= Louise Berridge =

British historical fiction writer

Louise Berridge is a British historical fiction writer. She was previously a television producer and script editor, her most famous post being the executive producer of BBC's EastEnders between 2002 and 2004. During her tenure, the long-running soap opera received heavy media criticism and ratings slumped to just over 6 million viewers.

==Early life==
Berridge read English at St Anne's College, Oxford. She worked first as a teacher before moving into the television industry.

==Television career==
Louise started as script editor on Central Television's comedy drama Boon, then moved to Granada Television to work on the medical drama Medics. Her big break came in 1993 when she became the series script editor for the BBC1 soap opera EastEnders, later going on to become the series story editor, where she worked on the highly successful storyline "Sharongate".
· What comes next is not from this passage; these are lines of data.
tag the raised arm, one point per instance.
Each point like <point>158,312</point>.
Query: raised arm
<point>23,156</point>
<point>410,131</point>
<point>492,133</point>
In 1995, she left the popular soap to become a producer. She started as a producer with video drama, doing a series of Medics, followed by two series of Staying Alive, and then moved to film drama. Her credits include Messiah, McCready and Daughter, Ambassador II, and an adaptation of Wuthering Heights.

=== EastEnders ===
In January 2002, Berridge returned to EastEnders when she was appointed Series Producer of the show, and four months later she was promoted to Executive Producer. During her time there, she introduced characters, such as Alfie Moon, Dennis Rickman, Chrissie Watts, Jane Beale, Stacey Slater and the critically panned Indian Ferreira family. She axed several long standing characters including Mark Fowler, Roy & Barry Evans and Lynne Slater.

Berridge was responsible for some ratings success stories, such as the Alfie/Kat love storyline, Janine Butcher leaving the show and getting her comeuppance, Jamie Mitchell's death and the return of one of the greatest soap icons, "Dirty" Den Watts who had been presumed dead for fourteen years. His return in late 2003 was watched by over 16 million viewers, putting EastEnders back at number one in the rating war with the ITV's rival soap Coronation Street. However, other storylines, such as a storyline about a kidney transplant involving the Ferrieras, were not well received, and although Den Watts' return proved to be a ratings success, the British press branded the plot unrealistic and felt that it questioned the show's credibility. A severe press backlash followed after Den's actor, Leslie Grantham, was outed in an internet sex scandal, which coincided with a swift decline in viewer ratings.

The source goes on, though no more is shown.